Full Citation: Kjaergaard J et. al. Blood-Pressure Targets in Comatose Survivors of Cardiac Arrest. N Engl J Med. 2022; 387: 1456–1466


Article: Therapy


Ratings: Methods 4/5,; Usefulness 4/5

Introduction

Background

There is currently limited evidence to support the choice of blood pressure targets for survivors of Out of Hospital Cardiac Arrest (OHCA).

Objectives

This study assessed if a higher or lower mean arterial pressure (MAP) target is superior in preventing death/anoxic brain injury in comatose survivors of OHCA.

Methods

Design

Double-blind, randomized controlled trial.

Setting

Two tertiary cardiac arrest centers in Denmark.

Subjects

Included patients > 18 years with OHCA of presumed cardiac cause, with GCS < 9. Excluded- acute stroke or intracranial hemorrhage, unwitnessed asystole.

Intervention

A MAP target of 63 versus 77 mmHg.

Outcomes

Primary

Composite of death from any cause or hospital discharge with a Cerebral Performance Category of 3 or 4 within 90 days [categories range from 1 (no symptoms) to 5 (death)].

Secondary

Neuron-specific enolase levels at 48 h, death from any cause, scores on the Montreal Cognitive Assessment, the Modified Rankin Scale at 3 months.

Main results

The two groups were well-balanced overall, only with more patients in the higher BP target group that had an arrest in a public setting (37 vs. 29%).

Among 789 patients included in the intention-to-treat analysis (ITT), the primary-outcome event of death or severe disability or coma within 90 days occurred in 133 patients (34%) in the high-target group and in 127 patients (32%) in the low-target group (HR 1.08; 95% CI 0.84–1.37; P = 0.56). There was no difference between groups in the prespecified subgroups including hypertension, renal impairment, COPD, shockable rhythm, STEMI. In the high-target group, 31% of patients died within 90 days as compared to 29% in the low-target group. There were no significant differences in the secondary outcomes between the two groups.

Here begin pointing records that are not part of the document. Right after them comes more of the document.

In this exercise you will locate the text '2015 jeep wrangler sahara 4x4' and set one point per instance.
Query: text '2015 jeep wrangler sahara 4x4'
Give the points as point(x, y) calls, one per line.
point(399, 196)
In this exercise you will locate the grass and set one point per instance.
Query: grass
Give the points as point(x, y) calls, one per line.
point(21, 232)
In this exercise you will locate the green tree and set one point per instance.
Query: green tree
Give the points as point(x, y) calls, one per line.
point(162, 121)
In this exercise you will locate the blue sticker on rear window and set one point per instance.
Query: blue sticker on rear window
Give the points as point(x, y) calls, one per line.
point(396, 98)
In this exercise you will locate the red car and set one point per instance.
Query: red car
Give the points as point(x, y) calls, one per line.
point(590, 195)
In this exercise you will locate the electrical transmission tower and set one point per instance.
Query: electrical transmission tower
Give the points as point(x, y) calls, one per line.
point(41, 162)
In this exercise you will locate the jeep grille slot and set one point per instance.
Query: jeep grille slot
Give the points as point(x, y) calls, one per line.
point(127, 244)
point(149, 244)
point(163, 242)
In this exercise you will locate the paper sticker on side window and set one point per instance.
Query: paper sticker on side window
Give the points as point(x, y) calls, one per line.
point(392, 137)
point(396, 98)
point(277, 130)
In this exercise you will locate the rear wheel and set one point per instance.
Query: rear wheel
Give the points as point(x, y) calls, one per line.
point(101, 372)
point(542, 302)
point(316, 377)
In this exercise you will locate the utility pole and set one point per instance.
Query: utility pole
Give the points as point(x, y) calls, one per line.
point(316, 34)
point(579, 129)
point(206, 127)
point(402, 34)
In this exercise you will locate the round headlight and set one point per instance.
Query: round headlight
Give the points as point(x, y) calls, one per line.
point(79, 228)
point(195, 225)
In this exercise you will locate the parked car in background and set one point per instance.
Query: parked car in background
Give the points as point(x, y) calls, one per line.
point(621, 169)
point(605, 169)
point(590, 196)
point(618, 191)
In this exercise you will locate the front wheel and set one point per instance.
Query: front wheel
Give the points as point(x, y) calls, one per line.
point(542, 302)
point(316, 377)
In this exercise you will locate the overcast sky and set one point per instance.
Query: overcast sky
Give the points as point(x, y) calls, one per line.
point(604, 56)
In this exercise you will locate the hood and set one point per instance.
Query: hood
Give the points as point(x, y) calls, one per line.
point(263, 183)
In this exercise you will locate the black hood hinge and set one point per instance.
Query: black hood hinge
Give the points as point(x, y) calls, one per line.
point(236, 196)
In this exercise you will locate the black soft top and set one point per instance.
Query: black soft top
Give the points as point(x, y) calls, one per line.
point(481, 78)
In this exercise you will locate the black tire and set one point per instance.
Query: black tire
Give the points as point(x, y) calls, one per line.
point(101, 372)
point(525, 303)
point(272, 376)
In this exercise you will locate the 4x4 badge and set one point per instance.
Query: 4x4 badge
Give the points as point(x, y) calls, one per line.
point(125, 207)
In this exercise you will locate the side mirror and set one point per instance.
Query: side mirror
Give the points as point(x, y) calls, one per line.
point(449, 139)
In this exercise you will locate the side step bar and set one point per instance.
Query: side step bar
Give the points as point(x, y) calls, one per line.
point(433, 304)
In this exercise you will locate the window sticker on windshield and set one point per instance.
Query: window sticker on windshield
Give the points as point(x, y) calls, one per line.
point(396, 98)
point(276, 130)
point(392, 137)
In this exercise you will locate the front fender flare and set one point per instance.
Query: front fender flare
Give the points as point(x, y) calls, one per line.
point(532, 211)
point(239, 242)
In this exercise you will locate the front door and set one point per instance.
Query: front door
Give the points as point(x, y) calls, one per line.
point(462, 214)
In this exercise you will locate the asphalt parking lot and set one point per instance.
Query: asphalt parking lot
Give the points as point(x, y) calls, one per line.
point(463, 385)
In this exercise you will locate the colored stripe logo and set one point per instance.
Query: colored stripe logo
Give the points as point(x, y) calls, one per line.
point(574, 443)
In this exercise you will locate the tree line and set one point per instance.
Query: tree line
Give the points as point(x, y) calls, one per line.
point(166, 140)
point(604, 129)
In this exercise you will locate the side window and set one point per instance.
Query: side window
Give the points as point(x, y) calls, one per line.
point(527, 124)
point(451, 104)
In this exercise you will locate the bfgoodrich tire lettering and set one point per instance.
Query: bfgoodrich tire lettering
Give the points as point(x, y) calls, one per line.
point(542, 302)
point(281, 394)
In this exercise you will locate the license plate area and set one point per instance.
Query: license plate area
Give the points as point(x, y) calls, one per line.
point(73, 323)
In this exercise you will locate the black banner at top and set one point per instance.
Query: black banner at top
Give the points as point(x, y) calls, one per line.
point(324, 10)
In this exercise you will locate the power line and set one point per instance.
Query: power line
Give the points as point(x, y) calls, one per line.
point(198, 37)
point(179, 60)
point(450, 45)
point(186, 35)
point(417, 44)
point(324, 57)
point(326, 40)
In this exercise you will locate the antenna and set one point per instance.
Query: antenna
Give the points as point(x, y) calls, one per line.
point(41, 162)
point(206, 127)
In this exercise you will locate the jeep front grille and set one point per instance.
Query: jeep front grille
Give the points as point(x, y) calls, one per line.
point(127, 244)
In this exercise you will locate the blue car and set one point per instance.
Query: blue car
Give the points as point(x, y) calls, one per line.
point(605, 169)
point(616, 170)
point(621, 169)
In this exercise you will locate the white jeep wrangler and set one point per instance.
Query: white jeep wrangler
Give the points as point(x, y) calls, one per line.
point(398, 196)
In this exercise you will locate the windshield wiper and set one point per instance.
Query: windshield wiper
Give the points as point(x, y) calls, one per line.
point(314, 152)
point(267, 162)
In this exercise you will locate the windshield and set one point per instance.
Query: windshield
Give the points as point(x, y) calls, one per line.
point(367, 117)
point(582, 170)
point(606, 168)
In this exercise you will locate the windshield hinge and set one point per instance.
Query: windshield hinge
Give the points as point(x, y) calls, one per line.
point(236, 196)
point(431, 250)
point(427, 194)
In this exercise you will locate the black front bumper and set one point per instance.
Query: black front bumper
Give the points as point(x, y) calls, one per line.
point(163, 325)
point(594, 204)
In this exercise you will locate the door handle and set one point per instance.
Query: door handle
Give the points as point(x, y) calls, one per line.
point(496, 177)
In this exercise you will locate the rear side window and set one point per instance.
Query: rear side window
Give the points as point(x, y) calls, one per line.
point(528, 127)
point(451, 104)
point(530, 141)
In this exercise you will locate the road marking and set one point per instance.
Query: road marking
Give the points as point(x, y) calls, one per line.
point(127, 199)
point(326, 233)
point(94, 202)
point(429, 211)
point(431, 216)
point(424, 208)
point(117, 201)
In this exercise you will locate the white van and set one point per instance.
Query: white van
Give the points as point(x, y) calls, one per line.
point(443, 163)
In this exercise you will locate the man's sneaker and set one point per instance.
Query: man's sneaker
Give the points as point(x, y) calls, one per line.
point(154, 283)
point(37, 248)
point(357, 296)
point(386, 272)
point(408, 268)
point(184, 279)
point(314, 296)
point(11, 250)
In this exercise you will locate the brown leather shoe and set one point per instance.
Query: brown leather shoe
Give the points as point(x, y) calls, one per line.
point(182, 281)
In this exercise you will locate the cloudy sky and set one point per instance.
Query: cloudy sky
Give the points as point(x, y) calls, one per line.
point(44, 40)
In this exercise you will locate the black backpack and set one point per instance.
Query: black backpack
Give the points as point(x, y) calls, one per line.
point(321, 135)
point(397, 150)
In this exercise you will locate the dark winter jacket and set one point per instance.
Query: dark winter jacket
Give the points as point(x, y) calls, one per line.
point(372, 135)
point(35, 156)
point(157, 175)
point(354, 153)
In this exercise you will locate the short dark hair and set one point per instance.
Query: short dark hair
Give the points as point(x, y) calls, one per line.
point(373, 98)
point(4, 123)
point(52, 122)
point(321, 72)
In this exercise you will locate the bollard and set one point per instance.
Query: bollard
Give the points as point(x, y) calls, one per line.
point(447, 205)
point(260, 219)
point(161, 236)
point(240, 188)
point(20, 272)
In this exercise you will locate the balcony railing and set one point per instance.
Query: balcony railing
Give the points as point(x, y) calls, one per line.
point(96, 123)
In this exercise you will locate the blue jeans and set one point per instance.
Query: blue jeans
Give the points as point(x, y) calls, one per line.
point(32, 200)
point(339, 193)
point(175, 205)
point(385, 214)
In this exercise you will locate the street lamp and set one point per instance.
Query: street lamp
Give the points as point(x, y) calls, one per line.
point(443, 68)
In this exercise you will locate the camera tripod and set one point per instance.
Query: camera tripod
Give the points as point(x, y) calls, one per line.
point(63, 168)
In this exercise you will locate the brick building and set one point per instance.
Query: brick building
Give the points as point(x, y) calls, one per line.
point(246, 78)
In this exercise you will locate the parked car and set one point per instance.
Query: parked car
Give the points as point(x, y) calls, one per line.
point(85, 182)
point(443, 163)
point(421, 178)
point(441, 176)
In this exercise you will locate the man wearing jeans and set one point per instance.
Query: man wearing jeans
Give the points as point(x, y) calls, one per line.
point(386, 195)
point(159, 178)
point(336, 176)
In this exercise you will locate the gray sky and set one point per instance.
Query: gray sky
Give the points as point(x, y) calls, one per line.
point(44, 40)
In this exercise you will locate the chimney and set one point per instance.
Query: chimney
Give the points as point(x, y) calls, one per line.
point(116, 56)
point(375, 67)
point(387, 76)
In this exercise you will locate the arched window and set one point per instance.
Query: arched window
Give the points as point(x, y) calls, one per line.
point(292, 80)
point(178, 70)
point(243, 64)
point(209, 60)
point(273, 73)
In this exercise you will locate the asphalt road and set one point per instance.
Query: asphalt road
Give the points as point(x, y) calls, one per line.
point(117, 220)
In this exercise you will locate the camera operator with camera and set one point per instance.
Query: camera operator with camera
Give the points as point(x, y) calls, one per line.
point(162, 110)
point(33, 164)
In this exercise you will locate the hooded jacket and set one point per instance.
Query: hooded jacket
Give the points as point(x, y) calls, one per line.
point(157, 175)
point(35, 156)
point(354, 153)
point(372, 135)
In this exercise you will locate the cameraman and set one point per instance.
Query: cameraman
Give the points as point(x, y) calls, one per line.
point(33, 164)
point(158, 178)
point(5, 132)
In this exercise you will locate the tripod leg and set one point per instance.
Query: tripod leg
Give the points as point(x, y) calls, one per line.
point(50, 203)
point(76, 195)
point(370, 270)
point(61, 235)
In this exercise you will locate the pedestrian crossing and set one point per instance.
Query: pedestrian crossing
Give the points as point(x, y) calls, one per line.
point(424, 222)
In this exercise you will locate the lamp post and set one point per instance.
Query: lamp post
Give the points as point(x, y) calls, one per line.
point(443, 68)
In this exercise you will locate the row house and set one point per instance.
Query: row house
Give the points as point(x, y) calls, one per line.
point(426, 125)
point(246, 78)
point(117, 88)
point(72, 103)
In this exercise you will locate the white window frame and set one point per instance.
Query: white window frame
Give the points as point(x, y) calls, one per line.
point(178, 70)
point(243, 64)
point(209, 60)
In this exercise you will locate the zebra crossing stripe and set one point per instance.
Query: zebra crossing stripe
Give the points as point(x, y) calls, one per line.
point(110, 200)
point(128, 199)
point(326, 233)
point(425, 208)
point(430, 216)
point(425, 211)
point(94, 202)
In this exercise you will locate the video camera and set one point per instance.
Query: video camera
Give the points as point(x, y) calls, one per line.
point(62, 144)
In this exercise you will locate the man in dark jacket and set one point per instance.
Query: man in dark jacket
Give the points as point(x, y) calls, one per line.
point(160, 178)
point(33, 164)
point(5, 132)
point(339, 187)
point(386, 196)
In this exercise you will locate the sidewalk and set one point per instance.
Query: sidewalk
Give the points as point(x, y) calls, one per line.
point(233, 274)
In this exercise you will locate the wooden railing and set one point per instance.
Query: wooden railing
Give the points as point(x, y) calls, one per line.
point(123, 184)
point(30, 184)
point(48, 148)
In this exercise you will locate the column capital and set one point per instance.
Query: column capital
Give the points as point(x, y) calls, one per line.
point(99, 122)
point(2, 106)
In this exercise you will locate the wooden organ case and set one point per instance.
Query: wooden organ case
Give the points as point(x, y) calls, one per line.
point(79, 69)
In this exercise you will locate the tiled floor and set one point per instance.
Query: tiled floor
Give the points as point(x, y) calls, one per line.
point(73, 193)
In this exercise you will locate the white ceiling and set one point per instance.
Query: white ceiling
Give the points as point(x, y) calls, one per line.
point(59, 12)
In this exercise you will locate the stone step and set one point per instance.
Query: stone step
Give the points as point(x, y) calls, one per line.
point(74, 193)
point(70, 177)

Notably, the number of patients available for follow-up of cognitive testing was quite low at three months.

Appraisal

Strengths

  • Meaningful question with little current evidence to guide practice

  • Double-blind intervention trial

  • Sample size was large and appropriately powered

  • Outcomes in terms of mortality were approximately as expected: 32% and 34%

  • Managed to show a separation between groups with a mean difference in MAP of 10.7 mmHg

  • Results were consistent across objective outcomes

  • Performed prespecified subgroup analyses of the primary outcome

Limitations

  • This study only enrolled patients with a suspected cardiac cause of cardiac arrest, and therefore the results may not apply to patients with other etiologies of cardiac arrest.

  • Separation between groups did not occur until 2 h after randomization, so it is unclear whether interventions in the prehospital or emergency department would have changed results

  • The mean difference in blood pressure between the groups was 10.7 mmHg and therefore lower than the expected value of 14 mmHg.

Context

Two recent smaller trials compared the efficacy of different MAP targets using MRI brain imaging and neuron-specific enolase (NSE) as surrogate markers of the extent of brain injury after OHCA. In one study, MAPs of 65–75 mmHg in the lower target group and 80–100 mmHg in the higher target group were attained, but this separation was not found to significantly affect the NSE concentration (20.6 vs 22.0 ug/L) [1]. In the Neuroprotect trial, the extent of anoxic brain injury as quantified on MRI did not differ between the 65 mmHg MAP and the 85–100 mmHg MAP target group [2]. These trials were not powered to assess clinical endpoints or safety.

In view of our local intensivists, this trial confirms current practice, which is targeting a MAP of 65 mmHg in most post-arrest patients. These findings also correspond with current guidelines for post-cardiac arrest care.

Bottom line

When it comes to MAP targets in survivors of OHCA, we should continue to target a MAP of > 65 mmHg in a post-arrest setting [3]. The BOX Trial demonstrated that there is no benefit in terms of death from any cause or discharge from hospital with poor neurologic outcome at 90 days when targeting a MAP higher than 65 mmHg.